If you are working on IoT networks, you are bound to find the Lightweight M2M (LwM2M) protocol useful. L2M2M is designed for remote management of devices that are lightweight and constrained in power, computation and networking capabilities to realize the potential of IoT.
LwM2M provides device management functions designed for sensor network Machine-to-machine (M2M) communication. It is built on top of the Constrained Application Protocol (CoAP) and uses the architecture principle of Representational State Transfer (REST) for communication. It is developed by Open Mobile Alliance (OMA).
LwM2M provides core functionalities such as device configuration, firmware update, bootstrapping, connection management and data reporting. It provides end-to-end secure communication using DTLS (Datagram Transport Layer Security) which provides encryption, integrity and authentication ensuring that the data exchanged between devices and server is secure. DTLS is a lightweight version of TLS (Transport Layer Security) designed for constrained environments.
A very insightful presentation on LwM2M by OMA is linked here
Key components of LwM2M protocol:
- Objects and object instances:
- Objects represent various resources within a device and are made up of one or more instances.
- Each object instance is identified by a unique Object Instance ID within its parent object.
- Resources:
- Resources are individual data points within an object instance. They can be read, written or observed. It is identified by a unique Resource ID within in parent object instance.
- Object and resource definition:
- LwM2M defines a set of standard objects and resources for common use, such as device management, and security.
- Operations:
- L2M2M performs basic operations on objects and resources such as read, write, execute, delete and discover.
Let’s walk through a detailed example of how a device, using the LwM2M protocol, can send and receive data from a remote server. For simplicity, let’s consider a “Smart Thermostat” as our device that communicates with a remote server, and we’ll focus on managing and updating the temperature setting on the device.
- Device Registration:
- The thermostat initiates communication by registering with the LwM2M server.
- It sends a POST request to the L2M2M server for registration.
- The server responds with a unique endpoint and other registration details.
- Object and resource definition:
- The thermostat supports the device object ID 3303 with multiple instances, where each instance represents a specific thermostat unit. Refer page for default details of LwM2M object IDs.
- Resources:
- 5700: current temperature, which is readable
- 5701: target temperature, which is readable and writable
- Sending data to the server (updating target temperature):
- The thermostat user adjusts the temperature setting to 22 degrees Celcius.
- The smart thermostat sends a PUT request to the server with the new target temperature value.
- The request might look like this: The server acknowledges the update and the target temperature is now set to 22 degrees Celcius.
- Receiving data from the server (reading current temperature):
- The thermostat periodically queries the server for the current temperature.

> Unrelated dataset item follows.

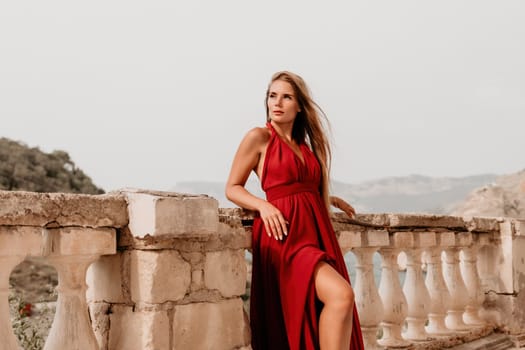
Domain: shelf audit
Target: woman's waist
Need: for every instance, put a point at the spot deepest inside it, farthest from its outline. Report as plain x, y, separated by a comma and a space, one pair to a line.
288, 189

- It sends a GET request to the server to read the current temperature value.
- The request might look like this:
GET /3303/0/5700
- The server responds with the current temperature:
{"current_temperature": 23}
- Observing changes (push notification):
- The thermostat subscribes to observe the target temperature changes.
- The server sends a push notification to the smart thermostat whenever the target temperature is updated (e.g. by another user or a scheduled event).
- The notification informs the thermostat of the updated target temperature.
- Deregistration:
- If the thermostat is no longer active or is being decommissioned, it can send a DEREGISTER request to the server.
- The server then acknowledges the deregistration and the smart thermostat is removed from the list of active/known devices.
In summary, the device interacts with the LwM2M server using CoAP requests. It registers with the server, updates the target temperature, reads the current temperature, observes changes in the target temperature, and can eventually deregister. The LwM2M protocol, based on CoAP and RESTful principles, enables efficient and lightweight communication between the IoT device and the server in a resource-constrained environment.